# Experiment 005: Comprehensive Ensemble from ALL Sources

The evaluator identified that we haven't explored all pre-optimized sources.
There are 692 CSV files in the snapshots directory!

This experiment will:
1. Scan ALL CSV files
2. Score each per-N
3. Build ensemble picking best per-N from ALL sources
4. Compare to current best

In [None]:
import pandas as pd
import numpy as np
from shapely.geometry import Polygon
import os
import glob
from tqdm import tqdm
import shutil

# Tree geometry
TX = [0, 0.125, 0.0625, 0.2, 0.1, 0.35, 0.075, 0.075, -0.075, -0.075, -0.35, -0.1, -0.2, -0.0625, -0.125]
TY = [0.8, 0.5, 0.5, 0.25, 0.25, 0, 0, -0.2, -0.2, 0, 0, 0.25, 0.25, 0.5, 0.5]

def parse_value(s):
    if isinstance(s, str) and s.startswith('s'):
        return float(s[1:])
    return float(s)

def create_tree_polygon(x, y, deg):
    angle_rad = np.radians(deg)
    cos_a, sin_a = np.cos(angle_rad), np.sin(angle_rad)
    vertices = [(tx * cos_a - ty * sin_a + x, tx * sin_a + ty * cos_a + y) for tx, ty in zip(TX, TY)]
    return Polygon(vertices)

def compute_bounding_side(polygons):
    if not polygons:
        return 0
    all_points = []
    for poly in polygons:
        all_points.extend(list(poly.exterior.coords))
    all_points = np.array(all_points)
    return max(all_points.max(axis=0) - all_points.min(axis=0))

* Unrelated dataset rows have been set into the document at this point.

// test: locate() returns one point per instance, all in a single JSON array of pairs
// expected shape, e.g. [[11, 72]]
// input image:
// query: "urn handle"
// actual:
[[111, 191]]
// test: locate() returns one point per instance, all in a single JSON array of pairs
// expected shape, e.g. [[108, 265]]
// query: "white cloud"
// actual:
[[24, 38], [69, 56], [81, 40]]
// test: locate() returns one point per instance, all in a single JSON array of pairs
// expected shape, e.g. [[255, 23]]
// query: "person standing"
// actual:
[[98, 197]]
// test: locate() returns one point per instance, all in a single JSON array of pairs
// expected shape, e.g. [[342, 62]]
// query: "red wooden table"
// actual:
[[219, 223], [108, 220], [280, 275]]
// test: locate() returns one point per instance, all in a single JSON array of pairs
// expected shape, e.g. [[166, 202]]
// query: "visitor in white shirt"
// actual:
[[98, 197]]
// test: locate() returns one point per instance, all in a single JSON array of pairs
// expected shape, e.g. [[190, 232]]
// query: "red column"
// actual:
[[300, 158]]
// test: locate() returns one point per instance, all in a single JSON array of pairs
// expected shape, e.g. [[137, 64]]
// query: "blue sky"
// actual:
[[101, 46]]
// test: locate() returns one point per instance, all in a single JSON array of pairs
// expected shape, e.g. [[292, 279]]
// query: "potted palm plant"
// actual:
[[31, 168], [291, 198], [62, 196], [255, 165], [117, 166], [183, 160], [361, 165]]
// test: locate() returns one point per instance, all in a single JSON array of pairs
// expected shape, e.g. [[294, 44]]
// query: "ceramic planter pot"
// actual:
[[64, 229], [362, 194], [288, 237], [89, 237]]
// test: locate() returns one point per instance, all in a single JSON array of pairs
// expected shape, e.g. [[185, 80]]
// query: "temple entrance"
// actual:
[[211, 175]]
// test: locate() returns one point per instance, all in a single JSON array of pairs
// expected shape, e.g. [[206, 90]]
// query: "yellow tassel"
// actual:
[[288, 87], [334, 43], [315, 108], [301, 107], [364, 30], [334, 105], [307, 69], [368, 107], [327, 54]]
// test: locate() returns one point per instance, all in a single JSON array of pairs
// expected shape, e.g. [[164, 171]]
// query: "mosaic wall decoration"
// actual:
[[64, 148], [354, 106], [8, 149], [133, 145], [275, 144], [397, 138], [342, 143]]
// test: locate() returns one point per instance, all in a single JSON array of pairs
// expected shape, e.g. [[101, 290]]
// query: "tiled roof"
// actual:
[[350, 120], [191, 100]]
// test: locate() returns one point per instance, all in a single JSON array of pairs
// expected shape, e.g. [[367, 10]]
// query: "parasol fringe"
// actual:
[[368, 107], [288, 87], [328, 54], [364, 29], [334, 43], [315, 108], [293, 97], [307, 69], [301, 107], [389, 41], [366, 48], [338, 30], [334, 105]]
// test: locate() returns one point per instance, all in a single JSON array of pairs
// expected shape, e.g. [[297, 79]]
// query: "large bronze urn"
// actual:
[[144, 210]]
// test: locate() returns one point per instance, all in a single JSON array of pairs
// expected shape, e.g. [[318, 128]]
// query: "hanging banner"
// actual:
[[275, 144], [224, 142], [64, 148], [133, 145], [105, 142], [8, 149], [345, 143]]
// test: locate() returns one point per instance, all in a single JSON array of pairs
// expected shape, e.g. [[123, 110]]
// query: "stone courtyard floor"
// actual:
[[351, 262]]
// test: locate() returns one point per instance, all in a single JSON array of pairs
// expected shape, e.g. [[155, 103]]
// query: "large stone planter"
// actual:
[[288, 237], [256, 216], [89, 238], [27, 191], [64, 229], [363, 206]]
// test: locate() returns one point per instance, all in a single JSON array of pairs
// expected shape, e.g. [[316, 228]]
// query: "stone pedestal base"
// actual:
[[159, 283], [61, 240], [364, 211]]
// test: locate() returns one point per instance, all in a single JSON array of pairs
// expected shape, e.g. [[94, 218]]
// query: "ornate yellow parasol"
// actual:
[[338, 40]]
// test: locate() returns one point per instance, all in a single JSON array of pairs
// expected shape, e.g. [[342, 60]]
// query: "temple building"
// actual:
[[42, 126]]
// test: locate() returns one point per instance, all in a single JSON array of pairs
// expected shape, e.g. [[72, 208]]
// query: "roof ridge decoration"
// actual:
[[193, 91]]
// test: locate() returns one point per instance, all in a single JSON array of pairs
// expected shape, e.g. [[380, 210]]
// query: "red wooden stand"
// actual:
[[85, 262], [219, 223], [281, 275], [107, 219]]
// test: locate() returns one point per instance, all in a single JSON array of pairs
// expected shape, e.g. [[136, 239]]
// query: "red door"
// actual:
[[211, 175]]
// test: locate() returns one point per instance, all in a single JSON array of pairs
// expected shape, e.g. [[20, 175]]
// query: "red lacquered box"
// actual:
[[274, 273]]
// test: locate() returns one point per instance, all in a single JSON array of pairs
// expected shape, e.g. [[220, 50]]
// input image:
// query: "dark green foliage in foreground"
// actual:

def compute_score_for_n(df, n):
    prefix = f"{n:03d}_"
    trees = df[df['id'].str.startswith(prefix)]
    if len(trees) != n:
        return float('inf'), None
    polygons = [create_tree_polygon(parse_value(row['x']), parse_value(row['y']), parse_value(row['deg'])) for _, row in trees.iterrows()]
    side = compute_bounding_side(polygons)
    return side**2 / n, trees

def compute_total_score(df):
    return sum(compute_score_for_n(df, n)[0] for n in range(1, 201))

print("Functions defined")

In [None]:
# Find ALL CSV files in snapshots
all_csvs = glob.glob('/home/nonroot/snapshots/santa-2025/**/*.csv', recursive=True)
print(f"Found {len(all_csvs)} CSV files")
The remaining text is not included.